An enterprise or business looking to implement any sort of change to their company is undoubtedly concerned with the bottom line; i.e. the expected return on investment (ROI). Measuring an ROI is an important step to building any sort of persuasive business case to management. So, the question is how do you measure the ROI for a business looking to implement some Enterprise 2.0 functionality into their daily operation? The answer is unfortunately quite difficult. This is because many of the benefits to be seen from employing such a business improvement are that the biggest enhancements are not tangible. Martin Koser gives the best explanation:
“Buying and deploying IT systems is the easy part, and the bigger part is the soft stuff, like e.g. enabling and supporting collaboration. So we may start to add the hours of the people involved in our projects, and continue to count in all the costs that we’re guessing – it’s almost as hard to measure the “investment” as measuring the “returns” of social software in the Enterprise.”
Newman and Thomas give some examples of both hard and soft benefits. Hard benefits include additional sales from increased customer interaction, decreased technology costs, greater marketing efficiency and savings in customer support costs. The more important soft benefits include employee satisfaction, attracting better employees, and improved communication between personnel.
Let’s look at an example of a company you used a social media campaign to help them through some marketing issues. ShipServ is a leading e-marketplace in the maritime industry providing a portfolio of software, services and hosted applications designed to enable efficient global shipping. In 2008 they faced a few issues, including an image of being impersonal, limited marketing budget and a customer base that aren’t early tech adopters. They set out several objectives they wanted to achieve; 50% more website traffic in three months, raised brand awareness, new sales and a change of approach to customers. Shipserv realised that there were very few online communities in their business area and approached an outside marketing firm to create an integrated social media plan.

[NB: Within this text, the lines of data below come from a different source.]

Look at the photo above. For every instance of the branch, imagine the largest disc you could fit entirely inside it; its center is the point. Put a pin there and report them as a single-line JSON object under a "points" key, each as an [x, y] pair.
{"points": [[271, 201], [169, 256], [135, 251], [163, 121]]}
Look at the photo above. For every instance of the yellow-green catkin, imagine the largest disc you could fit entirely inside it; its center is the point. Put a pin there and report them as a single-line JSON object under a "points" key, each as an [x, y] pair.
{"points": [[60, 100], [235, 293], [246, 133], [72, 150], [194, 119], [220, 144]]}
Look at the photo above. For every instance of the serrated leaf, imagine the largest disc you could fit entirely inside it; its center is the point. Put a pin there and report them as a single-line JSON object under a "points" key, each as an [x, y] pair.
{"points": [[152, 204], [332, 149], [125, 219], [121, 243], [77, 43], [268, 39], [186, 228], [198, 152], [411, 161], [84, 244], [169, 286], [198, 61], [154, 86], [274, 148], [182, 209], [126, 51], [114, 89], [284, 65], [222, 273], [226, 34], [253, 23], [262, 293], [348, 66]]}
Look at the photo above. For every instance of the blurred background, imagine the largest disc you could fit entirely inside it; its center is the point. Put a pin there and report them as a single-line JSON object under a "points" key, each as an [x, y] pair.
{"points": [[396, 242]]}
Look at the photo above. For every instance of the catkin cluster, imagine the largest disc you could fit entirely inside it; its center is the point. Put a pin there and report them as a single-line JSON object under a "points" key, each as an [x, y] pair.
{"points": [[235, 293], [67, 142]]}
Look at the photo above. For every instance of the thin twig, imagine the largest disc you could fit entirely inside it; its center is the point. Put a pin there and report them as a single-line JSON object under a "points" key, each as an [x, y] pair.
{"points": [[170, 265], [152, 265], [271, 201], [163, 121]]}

They took the following actions:
- Research into customer information needs
- Created a blog
- Created a scorecard through their CRM system to examine visitor behaviour
- Developed a quarterly content plan
- Promoted original content
- Crafted a series of papers for visitors to download
- Joined LinkedIn
- Search engine optimisation
Many of the benefits from these actions would be considered intangible, however some are not. Website visitors, page views and average time spent on the website jumped up 59%, 70% and 25% respectively. They also received 300 visitors to their blog and 378 members in their network on LinkedIn. However the most telling figures for management must be those related to the bottom line. These include a 150% increase in initial contact to sales lead conversions, a 50% increase in sales lead to opportunity conversion, an 80% decrease in management costs and an increase to sales-ready leads by a massive 400%. The initial investment on the social media campaign was $30,000, which they made back in three months. An exact ROI from this sort of initiative is impossible to calculate, but given the fact that ShipServ’s blog and community is still very much active, I’d say they are still feeling the benefits of their $30,000 investment even today.